With my dogmatic capture by the ideas of natural selection, embodied cognition, and the neuropyschology of game theory, I am partial to the view that a lot of irrational behavior is actually pre-rational behavior, that it is a highly calculated set of actions that we would take rationally if we had complete information and time. This sensing and processing happens at much faster speeds in the intuitive subconscious, and we call it irrational before we know its reasons. This is the Chesterton Fence of Irrationality, that these pre-rational behaviors (call them heuristics) are actually the Nash Equilibrium solutions to most of the games we play.
The problem with Nash Equilibrium is of course information asymmetry, and thence we get the superior strategy of the Mediated Nash Equilibrium. Information available only to the PFC, and processed cognitively, that we call rationality, can be a powerful mediator that accelerates a more efficient journey towards the Nash Equilibrium. Looking at various irrational behaviors through this lens of mediated Nash Equilibrium, I had a very different reaction towards a specific irrational behavior seen in a news item this morning that is usually a strong pet peeve.
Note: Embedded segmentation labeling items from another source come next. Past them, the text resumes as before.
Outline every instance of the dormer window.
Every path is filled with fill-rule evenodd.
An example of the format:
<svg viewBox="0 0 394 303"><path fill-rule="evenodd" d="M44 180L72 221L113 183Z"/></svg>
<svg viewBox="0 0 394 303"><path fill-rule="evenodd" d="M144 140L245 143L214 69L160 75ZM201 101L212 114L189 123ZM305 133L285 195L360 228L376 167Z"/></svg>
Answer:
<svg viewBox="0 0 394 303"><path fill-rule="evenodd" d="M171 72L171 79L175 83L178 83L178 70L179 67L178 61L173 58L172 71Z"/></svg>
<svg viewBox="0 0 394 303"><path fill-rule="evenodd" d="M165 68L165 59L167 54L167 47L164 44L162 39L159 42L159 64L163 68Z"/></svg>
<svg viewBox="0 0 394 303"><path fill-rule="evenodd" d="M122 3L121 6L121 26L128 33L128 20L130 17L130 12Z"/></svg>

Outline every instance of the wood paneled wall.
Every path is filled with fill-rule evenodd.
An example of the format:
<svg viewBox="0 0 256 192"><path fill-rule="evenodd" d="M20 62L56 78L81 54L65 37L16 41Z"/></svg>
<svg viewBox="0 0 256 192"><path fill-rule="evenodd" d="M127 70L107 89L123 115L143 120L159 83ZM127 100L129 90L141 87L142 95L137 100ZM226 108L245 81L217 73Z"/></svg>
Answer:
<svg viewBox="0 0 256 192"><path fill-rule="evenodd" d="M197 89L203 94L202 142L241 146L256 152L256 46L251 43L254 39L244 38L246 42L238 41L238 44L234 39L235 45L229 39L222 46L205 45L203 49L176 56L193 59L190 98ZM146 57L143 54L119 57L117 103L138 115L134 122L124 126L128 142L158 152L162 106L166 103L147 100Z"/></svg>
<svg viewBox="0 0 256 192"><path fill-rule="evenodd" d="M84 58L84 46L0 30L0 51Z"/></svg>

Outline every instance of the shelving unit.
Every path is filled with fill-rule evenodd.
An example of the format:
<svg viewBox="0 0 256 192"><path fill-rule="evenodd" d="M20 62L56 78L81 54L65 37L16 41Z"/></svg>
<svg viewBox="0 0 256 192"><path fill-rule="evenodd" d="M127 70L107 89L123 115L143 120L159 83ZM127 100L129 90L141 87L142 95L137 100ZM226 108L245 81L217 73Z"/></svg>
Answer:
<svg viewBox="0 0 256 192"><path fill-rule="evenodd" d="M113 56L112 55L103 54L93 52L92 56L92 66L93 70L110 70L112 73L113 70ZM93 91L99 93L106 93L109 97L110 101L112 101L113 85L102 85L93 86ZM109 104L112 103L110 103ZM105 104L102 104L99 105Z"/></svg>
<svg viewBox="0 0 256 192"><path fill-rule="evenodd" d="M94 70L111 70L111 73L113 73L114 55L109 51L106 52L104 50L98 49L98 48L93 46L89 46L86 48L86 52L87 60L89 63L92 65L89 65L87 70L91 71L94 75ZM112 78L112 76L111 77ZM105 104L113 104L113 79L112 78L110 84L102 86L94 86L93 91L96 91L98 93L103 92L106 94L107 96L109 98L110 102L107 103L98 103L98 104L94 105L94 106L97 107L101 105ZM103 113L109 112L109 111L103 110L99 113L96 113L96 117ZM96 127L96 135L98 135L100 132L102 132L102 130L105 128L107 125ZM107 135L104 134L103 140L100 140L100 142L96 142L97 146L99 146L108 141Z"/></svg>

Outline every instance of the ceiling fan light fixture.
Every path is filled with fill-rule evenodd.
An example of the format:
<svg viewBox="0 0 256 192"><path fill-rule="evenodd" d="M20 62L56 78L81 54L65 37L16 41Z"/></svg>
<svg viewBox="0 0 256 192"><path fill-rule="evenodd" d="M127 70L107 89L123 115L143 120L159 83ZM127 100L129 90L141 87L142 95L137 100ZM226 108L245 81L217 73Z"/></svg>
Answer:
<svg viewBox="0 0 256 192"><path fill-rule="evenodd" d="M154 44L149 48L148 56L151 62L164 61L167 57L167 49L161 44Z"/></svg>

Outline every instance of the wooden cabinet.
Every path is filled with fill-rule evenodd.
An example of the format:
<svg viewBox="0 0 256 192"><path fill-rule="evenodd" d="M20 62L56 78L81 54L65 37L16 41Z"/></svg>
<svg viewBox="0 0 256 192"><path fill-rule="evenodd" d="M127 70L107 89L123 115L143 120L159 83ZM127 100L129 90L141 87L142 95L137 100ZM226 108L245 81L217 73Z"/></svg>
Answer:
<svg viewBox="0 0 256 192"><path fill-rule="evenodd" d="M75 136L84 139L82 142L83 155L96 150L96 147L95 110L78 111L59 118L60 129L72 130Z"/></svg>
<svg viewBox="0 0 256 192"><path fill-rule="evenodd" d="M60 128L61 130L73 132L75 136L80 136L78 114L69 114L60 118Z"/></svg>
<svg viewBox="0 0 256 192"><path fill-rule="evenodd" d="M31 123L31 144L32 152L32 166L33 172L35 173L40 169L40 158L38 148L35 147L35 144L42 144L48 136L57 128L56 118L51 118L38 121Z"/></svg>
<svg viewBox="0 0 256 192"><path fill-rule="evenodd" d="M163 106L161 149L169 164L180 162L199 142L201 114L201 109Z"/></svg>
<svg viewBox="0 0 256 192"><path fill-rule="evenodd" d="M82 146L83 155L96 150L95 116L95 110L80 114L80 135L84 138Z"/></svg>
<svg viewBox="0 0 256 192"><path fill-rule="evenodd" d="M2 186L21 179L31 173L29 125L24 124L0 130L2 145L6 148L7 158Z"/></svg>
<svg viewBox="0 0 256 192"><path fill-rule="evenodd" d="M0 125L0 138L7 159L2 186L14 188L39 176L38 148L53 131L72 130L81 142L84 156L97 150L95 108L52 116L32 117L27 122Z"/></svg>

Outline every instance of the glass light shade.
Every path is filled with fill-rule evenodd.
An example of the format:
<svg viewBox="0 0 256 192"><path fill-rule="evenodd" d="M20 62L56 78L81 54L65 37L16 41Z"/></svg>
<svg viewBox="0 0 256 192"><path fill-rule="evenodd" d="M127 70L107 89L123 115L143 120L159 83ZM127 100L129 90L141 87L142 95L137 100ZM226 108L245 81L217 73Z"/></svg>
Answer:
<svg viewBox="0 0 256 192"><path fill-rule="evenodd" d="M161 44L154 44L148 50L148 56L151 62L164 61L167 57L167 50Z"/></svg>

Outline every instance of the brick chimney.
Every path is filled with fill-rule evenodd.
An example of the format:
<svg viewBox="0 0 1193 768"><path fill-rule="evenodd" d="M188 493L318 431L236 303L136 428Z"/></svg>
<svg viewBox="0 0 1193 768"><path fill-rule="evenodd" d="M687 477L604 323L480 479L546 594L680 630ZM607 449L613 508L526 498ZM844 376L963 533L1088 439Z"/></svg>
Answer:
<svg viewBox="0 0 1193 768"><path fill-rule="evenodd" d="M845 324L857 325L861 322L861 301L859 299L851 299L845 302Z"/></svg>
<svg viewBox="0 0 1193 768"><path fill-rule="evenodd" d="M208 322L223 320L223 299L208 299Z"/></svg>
Consider a mother who is constantly berating her son about high-risk low-probability outcome, like falling off the banisters as he so coolly slides down them to get down the stairs faster and, like, more, like totally rad and stuff. This is a high utility-activity for him, and he has chosen to undertake it, at least according to him. Her berating is consistent and constant, as is her concern and empathy. The day arrives when he slips off the banister and breaks his arm. He is in great pain. The mother is livid, and screams at him ‘I told you so, didn’t I told you so, I told you, Nathan (the father) didn’t I told him so, yes I did, don’t you nod along with me, this is all your fault too, why didn’t you told him so too, in fact you told him it was, like, totally rad and stuff!”
I always found this obnoxious. Surely this isn’t the time to establish your wisdom, virtue-signal your concern, and distance yourself from the responsibility for the event. As the broken-arm-kid, I would be in a lot of pain and really pissed off that I’m being berated. It is the worst feeling and I’ve felt nothing positive come out of these situations. Is this irrational behavior from the mother? Everyone knows where she stands on the issue of sliding down the banister, everyone knows her concern and empathy, everyone knows she was right all along and that her words should now forever carry a lot more weight especially on issues related to this. So what is this berating accomplishing? Irrational or pre-rational? Would she pre-rationally gladly accept the resentment where it has an equilibrium with the highest chance of getting her message across and securing a small increase in the future safety of the child? But could she mediate this equilibrium by the PFC forcing her to focus on the victim first and then reinforce the learning later?
There was another mass shooting in the US yesterday. Everyone followed the script. Trump and the Republicans denounced the individual, the wicked murderer, and expressed empathy and solidarity with those affected. The Democrats, with soundbytes obviously specifically solicited from the presidential front-runners, said ‘I told you so, didn’t I told you so, I told you guns were evil, now die, didn’t I told them so Donald, no wait you don’t get to nod, you told them guns were rad!”
It’s just annoying. Everyone knows where they stand on the issue of guns, and it seems so easy for someone to come off as hugely mature by simply leaving out all mention of guns and lessons and cries for attention and validation while offering empathy. By omission, it becomes that much more powerful a statement, that this is truly a time for pure sadness and compassion, and that the time for lessons and lecturing and politics and directed change will come later. So is it irrational behavior to indulge so unanimously in this vitriolic politicizing and badgering? Or is it just the Nash Equilibrium.
This is where the analogy with the mother disappears and enters a much darker more cynical place. The mother is part of a parent-group of other mothers. They all feel that kids shouldn’t slide down banisters. A particularly clumsy kid falls off the banister. She can choose to react with compassion and nothing else. The anti-banister club though will question her commitment to solving the underlying problem rather than just treating the injury. Everyone can see the kid was clumsy, and that different rules apply to him. When the club chooses to focus on the inherently dangerous banister and leave out the clumsiness altogether, everyone rolls their eyes. But that doesn’t matter, because this is an equilibrium where she gets validation and acceptance in the club, and she escapes the club’s criticism.
This has always been my big problem with parenthood. Parents are far more horrible to other people with their kids than without. The world owes them for their mental suffering, lack of sleep, 10-handed carry of 5000 different objects, frayed nerves from noise pollution, smelly clothes from a child’s vomit, and the murderous torture of listening to annoyingly bubbly cartoon animals singing saccharine nursery rhymes all day. They are less decent, considerate, and rational people. And politicians are the same way, for all the wrong reasons. When responsibility is the mediator in mediated Nash equilibria across all the games we play in a single day, the strategy appears to me far worse, with more negative externality, and a lower overall payoff.